Petrol Imports Reduces By 3.58bn Litres After Subsidy Removal – FG

Why We Further Increase Petrol Prices -Marketers

According to the National Bureau of Statistics, Nigeria has reduced its petrol imports since President Bola Tinubu removed gasoline subsidies in May 2023.

It also stated that overall gasoline imports fell to 20.30 billion litres in 2023 from 23.54 billion litres in 2022, representing a 13.77 percent decline year on year. It stated this in the agency’s latest petroleum product distribution figures, which were released on Tuesday, noting that petrol imports fell by 3.58 billion litres in the second half of 2023 compared to the first half of the year.

It stated that the country imported 8.36 billion liters of Premium Motor Spirit (petrol) in H2 (first half) of 2023, a considerable fall from 11.94 billion liters imported in H1 2023, marking a 29.99 per cent reduction. It said, “In 2023, PMS truck out stood at 20.22 billion litres, indicating a 16.96 per cent decrease relative to 24.35 billion litres recorded in 2022.

“In terms of imported products, 20.30 billion litres of Premium Motor Spirit were imported in 2023 relative to 23.54 billion litres in 2022, showing a decrease of 13.77 per cent. This downward trend is even more notable when compared to H2 2022.

“In the latter half of 2022, petrol imports stood at 11.98 billion litres, resulting in a 30.22 per cent drop when compared to H2 2023, equivalent to a reduction of 3.62 billion litres.”

A analysis of monthly gasoline imports in 2023 revealed that 2.09 billion were brought in January, fell to 1.99 billion in February, surged to 2.29 billion in March, 1.91 billion in April, and 2.01 billion in May.

The figure was 1.64 billion in June, 1.45 billion in July, 1.09 billion in August, 1.21 billion in September, 1.16 billion in October, 1.55 billion in November, and 1.88 billion in December. These numbers demonstrate the impact of subsidy reduction on the volume of petrol imported into the country.

Similarly, the bureau reported that the volume of Automotive Gas Oil, generally known as diesel, imported into Nigeria increased to 4.94 billion litres in 2023 from four billion litres in 2022. The statistics also showed that 109.39 million litres of AGO was locally produced in 2023, representing a 6.76 per cent rise from 102.47 million litres produced in 2022.

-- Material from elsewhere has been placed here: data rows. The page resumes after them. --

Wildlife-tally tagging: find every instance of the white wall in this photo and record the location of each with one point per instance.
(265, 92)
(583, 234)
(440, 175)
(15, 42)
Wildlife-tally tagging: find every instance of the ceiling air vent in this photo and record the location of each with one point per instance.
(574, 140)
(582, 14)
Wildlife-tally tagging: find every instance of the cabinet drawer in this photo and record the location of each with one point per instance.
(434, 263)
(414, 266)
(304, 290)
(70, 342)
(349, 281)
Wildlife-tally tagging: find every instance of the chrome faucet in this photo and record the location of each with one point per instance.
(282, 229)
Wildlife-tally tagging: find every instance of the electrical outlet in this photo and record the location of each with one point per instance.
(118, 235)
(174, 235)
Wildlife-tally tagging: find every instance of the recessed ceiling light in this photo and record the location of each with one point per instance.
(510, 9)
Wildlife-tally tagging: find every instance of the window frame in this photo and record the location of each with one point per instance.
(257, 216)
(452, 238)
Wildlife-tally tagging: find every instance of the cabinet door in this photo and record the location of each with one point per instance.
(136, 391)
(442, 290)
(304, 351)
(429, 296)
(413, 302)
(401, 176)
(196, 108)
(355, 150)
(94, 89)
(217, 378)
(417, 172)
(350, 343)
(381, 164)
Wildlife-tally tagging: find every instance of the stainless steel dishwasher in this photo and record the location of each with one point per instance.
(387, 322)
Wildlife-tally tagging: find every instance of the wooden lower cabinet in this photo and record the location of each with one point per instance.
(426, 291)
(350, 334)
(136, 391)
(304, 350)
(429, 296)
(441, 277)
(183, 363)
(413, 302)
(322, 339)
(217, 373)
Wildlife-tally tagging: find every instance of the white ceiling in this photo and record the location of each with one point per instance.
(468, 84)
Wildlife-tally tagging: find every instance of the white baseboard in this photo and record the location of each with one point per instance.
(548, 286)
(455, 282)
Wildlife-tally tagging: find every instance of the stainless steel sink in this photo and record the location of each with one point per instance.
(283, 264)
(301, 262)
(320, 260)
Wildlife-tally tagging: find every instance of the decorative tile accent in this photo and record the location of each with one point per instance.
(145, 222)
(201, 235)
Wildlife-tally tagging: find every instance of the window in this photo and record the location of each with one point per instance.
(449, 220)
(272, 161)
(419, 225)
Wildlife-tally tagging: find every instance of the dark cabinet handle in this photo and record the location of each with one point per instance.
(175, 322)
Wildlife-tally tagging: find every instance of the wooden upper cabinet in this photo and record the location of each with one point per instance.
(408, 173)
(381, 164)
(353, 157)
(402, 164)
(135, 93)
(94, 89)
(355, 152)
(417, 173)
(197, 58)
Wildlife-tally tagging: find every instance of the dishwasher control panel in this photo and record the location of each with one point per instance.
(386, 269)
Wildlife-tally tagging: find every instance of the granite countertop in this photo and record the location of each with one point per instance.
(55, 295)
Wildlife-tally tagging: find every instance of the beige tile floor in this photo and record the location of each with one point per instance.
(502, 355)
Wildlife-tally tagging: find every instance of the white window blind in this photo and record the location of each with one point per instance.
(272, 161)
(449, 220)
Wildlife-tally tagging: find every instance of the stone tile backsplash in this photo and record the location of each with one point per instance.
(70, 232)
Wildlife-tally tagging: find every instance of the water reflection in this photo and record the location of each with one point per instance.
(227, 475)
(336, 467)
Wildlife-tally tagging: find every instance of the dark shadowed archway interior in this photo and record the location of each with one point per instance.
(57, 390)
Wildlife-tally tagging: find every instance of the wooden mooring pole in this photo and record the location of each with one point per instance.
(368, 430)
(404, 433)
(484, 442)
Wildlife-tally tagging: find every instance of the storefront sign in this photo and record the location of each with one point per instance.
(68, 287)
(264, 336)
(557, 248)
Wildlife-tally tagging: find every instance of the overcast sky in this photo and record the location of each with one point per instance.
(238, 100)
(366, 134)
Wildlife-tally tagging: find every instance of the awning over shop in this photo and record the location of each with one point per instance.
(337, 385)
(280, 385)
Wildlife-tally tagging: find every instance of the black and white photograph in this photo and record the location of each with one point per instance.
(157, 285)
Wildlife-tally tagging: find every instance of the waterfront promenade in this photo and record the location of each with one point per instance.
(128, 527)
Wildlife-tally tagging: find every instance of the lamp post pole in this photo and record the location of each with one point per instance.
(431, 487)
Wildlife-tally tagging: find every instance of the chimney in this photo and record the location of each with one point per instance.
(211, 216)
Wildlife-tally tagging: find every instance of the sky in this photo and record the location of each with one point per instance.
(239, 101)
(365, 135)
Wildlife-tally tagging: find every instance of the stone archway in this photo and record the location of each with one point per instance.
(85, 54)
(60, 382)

“About 69.71 million litres of Household Kerosene were locally produced in 2023 compared to 44.68 million litres in 2022, indicating a growth rate of 56.02 per cent over the period.

“For Automotive Gas Oil, 109.39 million litres were locally produced in 2023, when compared to 102.47 million litres reported in 2022. This represents a 6.76 per cent growth rate.

“Also, 4.94 billion litres of Automotive Gas Oil were imported in 2023, indicating an increase of 23.66 per cent compared to four billion litres in the previous year,” It added.

President Tinubu said in his inauguration speech on May 29 that the petrol price subsidy would be removed completely. Shortly after, petrol prices skyrocketed across Nigeria, with some stations selling PMS for as much as N700 per litre.

According to the 2023 full-year foreign trade data, Nigeria’s spending on fuel imports fell by about 2.6%, from N7.7 trillion in 2022 to N7.5 trillion in 2023. In terms of semi-annual comparison, the country’s gasoline importation costs was N3.5 trillion in the second half of 2023, a 10.26% decrease from the N3.9 trillion reported in the first half.

Also, in the first six months of 2024, the country’s petrol import bill stood at N5.8tn. When compared to the same period of 2023, the country’s petrol import bill increased by 87.09 per cent from N3.1tn. The significant increase in petrol imports can be attributed to high crude oil prices coupled with a weakened naira.

The Minister of Information, Idris Mohammed, earlier said that Nigeria’s domestic consumption dropped by 50 per cent from two billion litres following the removal of fuel subsidy.

Mohammed said that the decline in importation suggests that these imports are being redirected to destinations other than Nigeria. The subsidy removal has sparked significant controversy. While the government argues that it was necessary to allocate resources to essential sectors like healthcare, education, and infrastructure, economists contend that it unfairly impacts lower-income Nigerians.

Many have voiced concerns over the sharp increase in living costs due to rising fuel prices. Additionally, there is ongoing debate about whether the subsidy has truly been abolished, as reports indicate that the Nigerian National Petroleum Company Limited may still be incurring costs related to fuel imports.

The situation escalated when it was revealed that the NNPC sought financial assistance from the federal government for fuel import costs, despite the subsidy removal.